PKU-Alignment / omnisafe

JMLR: OmniSafe is an infrastructural framework for accelerating SafeRL research.
https://www.omnisafe.ai
Apache License 2.0
912 stars 130 forks source link

[Question] PPO/TRPO-EarlyTerminated code help #293

Closed Obnayuf closed 9 months ago

Obnayuf commented 9 months ago

Required prerequisites

Questions

First of all, thank you very much for your codes, they have been instrumental in helping me understand Safe Reinforcement Learning. I have two questions, the first one is that I observed that the article "Safe Exploration by Solving Early Terminated MDP" uses a Context model in order to ensure the generalization ability of the model in different initial states, but I observed that our PPO/TRPO-EarlyTerminated doesn't have a related implementation, and is it possible for me to ask what is the reason for this? and whether it is possible to introduce network structures such as RNN into omnisafe?
The second question is I would like to ask you how you understand the matter of the difficulty of determining the cost limit in safe reinforcement learning? In practice, I usually use vanilla RL to find the upper limit of the cost limit, and debug a little bit to find the proper value of the cost limit, which is obviously very "unintelligent", and what do you think of paper "Value constrained model-free continuous control"which can auto find proper cost limit in my view?

Gaiejj commented 9 months ago

The current implementation of OmniSafe does not support a context model.
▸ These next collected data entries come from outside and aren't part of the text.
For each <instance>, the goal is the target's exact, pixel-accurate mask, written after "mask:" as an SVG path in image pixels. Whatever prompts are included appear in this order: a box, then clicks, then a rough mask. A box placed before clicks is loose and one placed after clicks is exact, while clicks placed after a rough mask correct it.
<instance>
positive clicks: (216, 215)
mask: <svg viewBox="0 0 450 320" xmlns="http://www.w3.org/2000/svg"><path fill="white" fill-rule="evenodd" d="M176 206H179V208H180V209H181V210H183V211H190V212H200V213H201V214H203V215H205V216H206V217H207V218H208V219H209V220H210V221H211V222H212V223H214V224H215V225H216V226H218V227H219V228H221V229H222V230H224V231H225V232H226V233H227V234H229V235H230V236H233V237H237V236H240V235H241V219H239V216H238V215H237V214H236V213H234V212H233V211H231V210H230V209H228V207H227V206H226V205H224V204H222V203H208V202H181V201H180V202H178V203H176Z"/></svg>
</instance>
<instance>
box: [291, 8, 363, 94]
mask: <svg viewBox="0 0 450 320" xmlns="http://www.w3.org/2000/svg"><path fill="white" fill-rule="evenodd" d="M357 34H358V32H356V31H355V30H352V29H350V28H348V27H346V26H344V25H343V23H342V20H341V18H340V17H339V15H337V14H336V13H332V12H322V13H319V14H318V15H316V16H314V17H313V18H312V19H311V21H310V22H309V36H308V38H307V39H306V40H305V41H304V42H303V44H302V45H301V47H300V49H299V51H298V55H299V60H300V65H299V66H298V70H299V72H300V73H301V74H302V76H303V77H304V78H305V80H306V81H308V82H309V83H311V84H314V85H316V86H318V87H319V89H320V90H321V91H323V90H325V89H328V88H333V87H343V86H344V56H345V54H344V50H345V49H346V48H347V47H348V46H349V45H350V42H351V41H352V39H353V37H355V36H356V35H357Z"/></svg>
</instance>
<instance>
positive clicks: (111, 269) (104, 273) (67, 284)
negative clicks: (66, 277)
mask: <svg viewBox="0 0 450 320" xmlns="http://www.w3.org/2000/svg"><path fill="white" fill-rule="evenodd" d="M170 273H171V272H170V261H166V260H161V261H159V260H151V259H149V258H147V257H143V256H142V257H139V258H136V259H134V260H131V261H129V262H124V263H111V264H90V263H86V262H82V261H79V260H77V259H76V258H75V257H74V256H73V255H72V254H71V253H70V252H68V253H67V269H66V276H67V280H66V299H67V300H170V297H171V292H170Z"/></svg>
During the implementation process, we focused on formulating an ET-MDP, and per the original paper, Intuitively, solving ET-MDP is similar to solving normal MDPs as there are no constraints that should be considered. Any prevailing algorithm can be applied as ET-MDP solver, such as TD3 , SAC, PPO, TRPO, the context model is merely a solution suitable for ET-MDPs. But I believe incorporating a context model could be very valuable, and we will indeed add it to OmniSafe's to-do list. Thank you for bringing it up.

Indeed, searching for a suitable cost-limit does require a grid search. However, OmniSafe currently allows for some automation of this process. You can use the file examples/run_experiment_grid.py to specify multiple experiments with different cost limits and examples/analyze_experiment_results.py to visualize the results for different cost limits. Your suggestion for a more automated implementation of cost-limit searching will also be considered.

Thank you once again for your insightful proposals.

Obnayuf commented 9 months ago

thanks for ur reply.